Not long ago, I saw the Milky Way for the first time.
I was nowhere near a pristine lake in Montana, nor the windswept steppes of Patagonia, nor any of the vast, breathtaking landscapes I imagined would - and should - accompany that existentially perfect moment, both humbling and empowering, where one finds their place among the stars.
What was it that I imagined for myself, and why? In this fantasy I am probably someplace far way, literally and figuratively, from the grubby hands of civilization. Where sky and water and damp earth are untouched, where the light pollution that makes life so hard for astronomers and migrating butterflies and those who just want a good night's sleep, hadn't yet infiltrated. This is where you're closest to the universe as it really is, right? Where you can see, crystal clear, the giant celestial bodies from whence you came, stardust to dirt to life. We are all stardust, as Carl Sagan said.
And these are the places we come from: giant fireballs, hot, violent, explosive, spewing gas into the dark abyss. With no small amount of effort, their building blocks have collided and rearranged over millions of years to form drooling golden retrievers and stumbling chubby-cheeked toddlers and 29-year-old men who march into nightclubs and start shooting. We are all stardust. How does that make you feel?

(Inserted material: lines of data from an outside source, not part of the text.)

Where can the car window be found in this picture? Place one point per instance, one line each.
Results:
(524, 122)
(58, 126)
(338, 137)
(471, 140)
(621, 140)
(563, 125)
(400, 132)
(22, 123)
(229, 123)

If there is any place to feel the full weight and complexity of creation, I suspect that it is not in a place of purity, filled with all that is good and just and beautiful. We are obsessed with these places, our mythologies rich with eternal gardens and heaven and untouched forest. In its various manifestations there is an obsession with the idea of return, of going back to something purer - back to the land, back to God, back to simpler times, or, in its worst iteration, back to an imagined golden age that compels abusive policies to "make America great again."
But what does it really mean to go back? If you believe, as I do, that there is something transcendent in the human soul that connects us to a place of moral integrity and purity, how do we collectively find and return to that place? How do we find our way back to the stars?
As experience reveals, it is not by prayer, nor by escape. Not by simply wanting it so. In organic chemistry lab we learned how to purify compounds. There are many techniques, and most of the time they have to be used in combination. Distillation, recrystallization, precipitation, etc., etc. It is tedious and sometimes excruciatingly boring. It requires an enormous amount of preparation and documentation. The process is filled with error and you may have to re-do things multiple times before you get it right. And even then, it will never be perfect, but with enough hard work it might just be good enough.
Here are some of the impurities I want out of our world today: racism, sexism, homophobia, Islamophobia, xenophobia, loose and poorly enforced gun regulations, corruption in government, irresponsible investment on Wall Street, astronomical income gaps between our richest and poorest, disastrous drug and criminal justice policies. If we want to marvel at the stars in good conscience, it seems imperative that we have to put in the work. As our recently fallen champion Muhammad Ali told us, "Service to others is the rent you pay for your room here on earth."
By the way, it was in a packed planetarium, neck craned up, uncomfortably sandwiched between strangers, that I first came face to face with the splendor of the Milky Way. The planetarium had recently installed new state-of-the-art projectors, and used them to throw bright satellite and telescope images of the night sky onto the giant dome above. It was not a perfect experience. But lots of people put in a lot of hard work to make it happen, and it was more than good enough.
For those gunned down in Orlando and every victim of violence on this planet, I hope you rest in power.